Controversial drug launched in Vietnam

Vietnam started yesterday selling Pegnano amid massive supports that the generic hepatitis drug is a lifesaver for the poor as well as protests from a Swiss firm that the act violates intellectual rights.

The Pegnano 180mcg, produced by Ho Chi Minh City-based Nanogen Biopharmaceutical Ltd Company, has been put on sale at the Cam Ha Drugstore in the city’s district 5.

Nearly 10 packets were sold for VND1.9 million ($97) each on the first day, said pharmacist Nguyen Thi Cam Ha, head of the store.

Controversies arise as Pegnano is sourced from Peginterferon alfa 2a, a compound that Switzerland’s La Roche AG says is patented to it.

Granted in 2002 by the National Office of Intellectual Property of Vietnam, the patent is effective till 2017, said Switzerland’s La Roche AG in a complaint letter.

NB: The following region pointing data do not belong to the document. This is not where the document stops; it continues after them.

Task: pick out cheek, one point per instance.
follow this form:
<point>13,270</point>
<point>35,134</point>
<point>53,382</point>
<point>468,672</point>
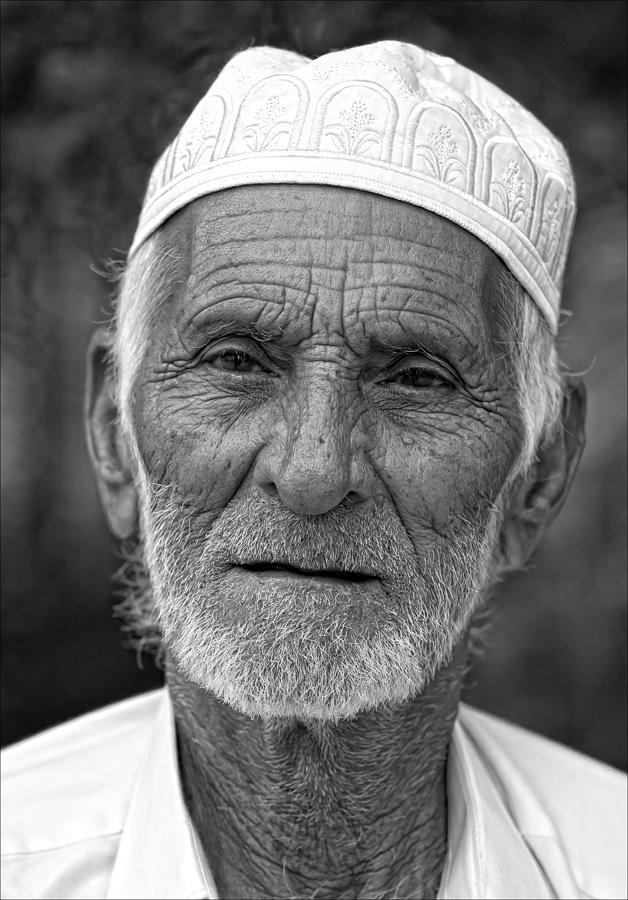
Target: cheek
<point>451,472</point>
<point>205,449</point>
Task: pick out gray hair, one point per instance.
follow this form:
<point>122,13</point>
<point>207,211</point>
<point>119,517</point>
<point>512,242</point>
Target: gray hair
<point>530,347</point>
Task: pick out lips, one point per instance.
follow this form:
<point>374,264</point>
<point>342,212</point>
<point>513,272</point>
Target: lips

Roche has since demanded Nanogen to stop producing, circulating and advertising Pegnano from December 30.

But Nanogen’s director Ho Nhan maintains his company never violates intellectual laws.

According to article 7 of the Vietnamese Intellectual Property Law as revised in 2009, the government can ban or limit the exercise of intellectual rights in cases where such rights harm national defense, welfare of the people or badly affect other crucial national interests.

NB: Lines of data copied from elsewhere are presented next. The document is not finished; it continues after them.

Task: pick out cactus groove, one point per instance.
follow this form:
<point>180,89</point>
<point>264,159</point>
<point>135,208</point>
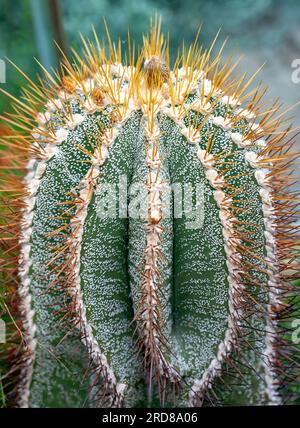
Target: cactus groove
<point>150,250</point>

Pegnano is a special product encouraged by the government, Nhan earlier told the press.

Meanwhile, there are massive supports for Pegnano as it is more than 2 times cheaper than Roche’s brand name Pegasys.

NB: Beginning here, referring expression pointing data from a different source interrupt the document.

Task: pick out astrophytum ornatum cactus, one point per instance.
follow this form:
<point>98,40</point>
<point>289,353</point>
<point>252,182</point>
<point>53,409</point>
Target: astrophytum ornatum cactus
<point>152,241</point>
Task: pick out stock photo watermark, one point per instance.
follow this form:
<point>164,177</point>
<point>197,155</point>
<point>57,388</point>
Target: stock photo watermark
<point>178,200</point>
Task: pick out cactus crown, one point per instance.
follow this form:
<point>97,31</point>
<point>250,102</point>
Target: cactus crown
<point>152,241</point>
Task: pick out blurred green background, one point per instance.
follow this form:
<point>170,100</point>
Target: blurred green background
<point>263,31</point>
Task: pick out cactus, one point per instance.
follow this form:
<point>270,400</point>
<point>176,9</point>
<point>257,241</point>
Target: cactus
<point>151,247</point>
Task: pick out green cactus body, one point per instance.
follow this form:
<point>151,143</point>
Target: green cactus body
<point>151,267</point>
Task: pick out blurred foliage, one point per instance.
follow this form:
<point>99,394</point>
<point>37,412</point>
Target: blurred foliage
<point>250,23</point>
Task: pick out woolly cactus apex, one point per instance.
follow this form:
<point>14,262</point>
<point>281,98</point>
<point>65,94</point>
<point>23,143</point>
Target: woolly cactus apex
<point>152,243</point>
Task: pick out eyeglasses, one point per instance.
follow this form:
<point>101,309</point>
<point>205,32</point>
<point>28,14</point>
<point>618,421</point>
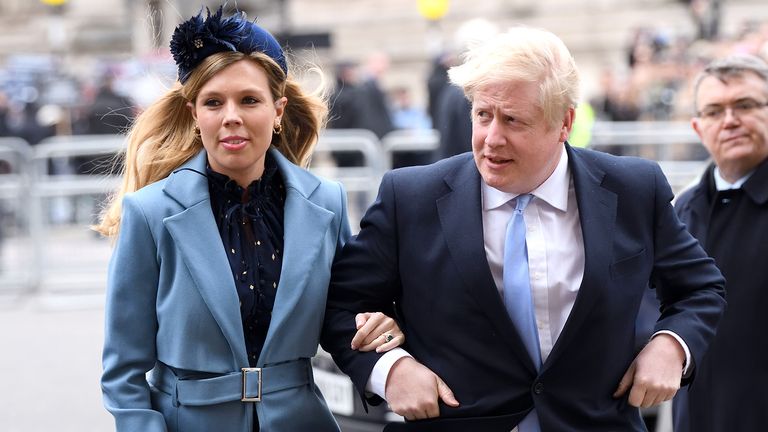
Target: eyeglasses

Among the supporters is Vietnamese deputy health minister Cao Minh Quang who said Pegnano production would reduce monopoly from Roche, helping poor hepatitis patients.

Doctor Tran Tinh Hien, deputy director of the Hospital for Tropical Disease in Ho Chi Minh City also showed his support.

He cited success stories where Vietnam is able to make cheap drugs to cure malaria and does not have to rely on brand name medication any more.

According to him, several countries are ready to violate intellectual property rights to have cheap HIV medicine.

Hoang Huu Doan, former director of the state-run Central Pharmaceutical Factory No. 1, also backed up Pegnano, saying it helps fight drug monopoly.

Many countries are producing generic drugs at lower prices to replace trademarked products, he added.

Pegnano is indicated for the treatment of HBeAg-positive or HBeAg-negative-chronic hepatitis B and for chronic hepatitis C.